Reactions: Like 6 | EyeCandy! 8 | Way Cool 1


----------



## David Seaba (Aug 3, 2014)

Andrew
That is a Great looking call. That finish is beautiful. 
David

Reactions: Thank You! 1


----------



## GeauxGameCalls (Aug 3, 2014)

Once again beautiful!

Reactions: Thank You! 1


----------



## SENC (Aug 3, 2014)

Top shelf!

Reactions: Thank You! 1


----------



## Bigdrowdy1 (Aug 3, 2014)

That is out of the park. I had 2 sticks of B&W Ebony in my hands yesterday and decide to wait. Your finishes are fabulous.

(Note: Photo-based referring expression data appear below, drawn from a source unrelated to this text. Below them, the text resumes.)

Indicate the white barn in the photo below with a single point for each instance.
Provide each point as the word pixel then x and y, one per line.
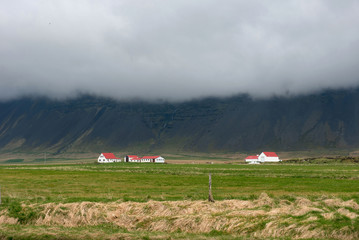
pixel 108 158
pixel 155 159
pixel 132 158
pixel 252 160
pixel 268 157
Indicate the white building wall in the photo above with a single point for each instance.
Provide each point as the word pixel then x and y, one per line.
pixel 263 158
pixel 159 160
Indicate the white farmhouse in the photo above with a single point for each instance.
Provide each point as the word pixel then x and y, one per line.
pixel 108 158
pixel 155 159
pixel 268 157
pixel 252 160
pixel 132 158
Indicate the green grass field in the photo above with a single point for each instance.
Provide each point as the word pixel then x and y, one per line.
pixel 141 182
pixel 34 186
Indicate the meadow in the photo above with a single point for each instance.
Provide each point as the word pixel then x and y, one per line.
pixel 33 193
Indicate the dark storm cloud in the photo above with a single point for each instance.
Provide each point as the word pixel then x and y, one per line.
pixel 177 50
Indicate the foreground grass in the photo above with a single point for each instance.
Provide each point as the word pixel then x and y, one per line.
pixel 136 201
pixel 141 182
pixel 264 217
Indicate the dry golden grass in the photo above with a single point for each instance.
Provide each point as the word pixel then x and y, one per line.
pixel 261 218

One day hope mine are half as good.

Reactions: Thank You! 1


----------



## BarnickCustomCalls (Aug 3, 2014)

Gotta love that finish. Your finishing skills are insane

Reactions: Thank You! 1 | Agree 1


----------



## haddenhailers (Aug 3, 2014)

Thanks guys! I have a YouTube video up of my finish, if anybody has any questions give me a shout!

Thanks

Andrew


----------



## dbroswoods (Aug 3, 2014)

Great looking calls Andrew!!!

Mark

Reactions: Thank You! 1


----------



## Tclem (Aug 3, 2014)

I think he cheats somehow and pours glass on them for that finish

Reactions: Agree 1 | Funny 6


----------



## manbuckwal (Aug 3, 2014)

Another beauty Andrew !

Reactions: Thank You! 1


----------



## haddenhailers (Aug 4, 2014)

Thanks guys, and yes Tony, you have figured it out! Liquid glass lol

Reactions: Like 1


----------



## eaglea1 (Aug 4, 2014)

Andrew, that is world class work. Is that a CA finish? Very nice.

Reactions: Thank You! 1


----------



## haddenhailers (Aug 4, 2014)

Yeah Randy it is CA finished. And thank you sir!

Andrew


----------



## ironman123 (Aug 4, 2014)

Point me to the video Andrew. I got to see how to pour liquid glass. Your finishes are second to none man.


----------



## haddenhailers (Aug 4, 2014)

Here's the link in YouTube Ray. Thank you sir!

Andrew






PS Please excuse all the bandages lol


----------



## ironman123 (Aug 4, 2014)

Thank you Andrew. I noticed that I have previously watched it but I watched it again.

Reactions: Like 1


----------



## haddenhailers (Aug 4, 2014)

Ray if you have any questions pm me and I'll send you my number sir. Feel free

Andrew


----------



## BrentWin (Aug 5, 2014)

You are the master of the CA finish. Beautiful work!

Reactions: Thank You! 1


----------



## haddenhailers (Aug 5, 2014)

Thanks Brent! I'm no master, I just screwed up a whole lot of calls before i got it right lol

Andrew

Reactions: Funny 1


----------



## BrentWin (Aug 5, 2014)

That's how masters are made

Reactions: Funny 1


----------